Currently some of the services (*JobGraphStore*, *CompletedCheckpointStore*)
are implemented using a combination of strongly consistent Metadata storage
(ZooKeeper, K8s CM) and the actual FileSystem. Reasoning behind this dates
back to days, when S3 was an eventually consistent FileSystem and we needed
a strongly consistent view of the data.

I did some research, and my feeling is that all the major FileSystems that
Flink supports already provide strong read-after-write consistency, which
would be sufficient to decrease a complexity of the current HA
implementations.

FileSystems that I've checked and that seem to support strong
read-after-write consistency:
- S3
- GCS
- Azure Blob Storage
- Aliyun OSS
- HDFS
- Minio

Are you aware of other FileSystems that are used with Flink? Do they
support the consistency that is required for starting a new initiatives
towards simpler / less error-prone HA services? Are you aware of any
problems with the above mentioned FileSystems that I might have missed?

I'm also bringing this up to user@f.a.o, to make sure we don't miss any
FileSystems.

[1] https://lists.apache.org/thread/wlzv02jqtq221kb8dnm82v4xj8tomd94

Best,
D.

Re: [DISCUSS] Strong read-after-write consistency of Flink FileSystems

Posted by David Morávek <dm...@apache.org>.
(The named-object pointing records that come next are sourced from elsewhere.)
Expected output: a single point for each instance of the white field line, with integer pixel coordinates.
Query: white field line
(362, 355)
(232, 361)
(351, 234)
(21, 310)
Any other thoughts on the topic? If there are no concerns, I'd continue
with creating a FLIP for changing the "written" contract of the Flink
FileSystems to reflect this.

Best,
D.


On Wed, Dec 8, 2021 at 5:53 PM David Morávek <dm...@apache.org> wrote:

> Hi Martijn,
>
> I simply wasn't aware of that one :) It seems to be provided the
> guarantees that we need [1].
>
>> Of course, Azure Storage is built on a platform grounded in strong
>> consistency guaranteeing that writes are made durable before acknowledging
>> success to the client. This is critically important for big data workloads
>> where the output from one task is often the input to the next job. This
>> greatly simplifies development of big data applications since they do not
>> have to work around issues that surface with weaker consistency models such
>> as eventual consistency.
>>
>
> I'm not able to find the guarantees for MapR FS, but since it has been
> designed as an HDFS replacement back in the days, I'd except it provides
> the same guarantees as MapReduce heavily relies on this. I've seen that
> you've already started a deprecation thread.
>
> [1]
> https://azure.microsoft.com/en-us/blog/a-closer-look-at-azure-data-lake-storage-gen2/
>
> D.
>
> On Wed, Dec 8, 2021 at 4:34 PM Martijn Visser <ma...@ververica.com>
> wrote:
>
>> Hi David,
>>
>> Just to be sure, since you've already included Azure Blob Storage, but
>> did you deliberately skip Azure Data Lake Store Gen2? That's currently
>> supported and also used by Flink users [1]. There's also MapR FS, but I
>> doubt if that is still used.
>>
>> Best regards,
>>
>> [1]
>> https://nightlies.apache.org/flink/flink-docs-master/docs/deployment/filesystems/overview/
>>
>> On Mon, 6 Dec 2021 at 12:28, David Morávek <dm...@apache.org> wrote:
>>
>>> Hi Everyone,
>>>
>>> as outlined in FLIP-194 discussion [1], for the future directions of
>>> Flink HA services, I'd like to verify my thoughts around guarantees of the
>>> distributed filesystems used with Flink.
>>>
>>> Currently some of the services (*JobGraphStore*,
>>> *CompletedCheckpointStore*) are implemented using a combination of
>>> strongly consistent Metadata storage (ZooKeeper, K8s CM) and the actual
>>> FileSystem. Reasoning behind this dates back to days, when S3 was an
>>> eventually consistent FileSystem and we needed a strongly consistent view
>>> of the data.
>>>
>>> I did some research, and my feeling is that all the major FileSystems
>>> that Flink supports already provide strong read-after-write consistency,
>>> which would be sufficient to decrease a complexity of the current HA
>>> implementations.
>>>
>>> FileSystems that I've checked and that seem to support strong
>>> read-after-write consistency:
>>> - S3
>>> - GCS
>>> - Azure Blob Storage
>>> - Aliyun OSS
>>> - HDFS
>>> - Minio
>>>
>>> Are you aware of other FileSystems that are used with Flink? Do they
>>> support the consistency that is required for starting a new initiatives
>>> towards simpler / less error-prone HA services? Are you aware of any
>>> problems with the above mentioned FileSystems that I might have missed?
>>>
>>> I'm also bringing this up to user@f.a.o, to make sure we don't miss any
>>> FileSystems.
>>>
>>> [1] https://lists.apache.org/thread/wlzv02jqtq221kb8dnm82v4xj8tomd94
>>>
>>> Best,
>>> D.
>>>
>>

Re: [DISCUSS] Strong read-after-write consistency of Flink FileSystems

Posted by David Morávek <dm...@apache.org>.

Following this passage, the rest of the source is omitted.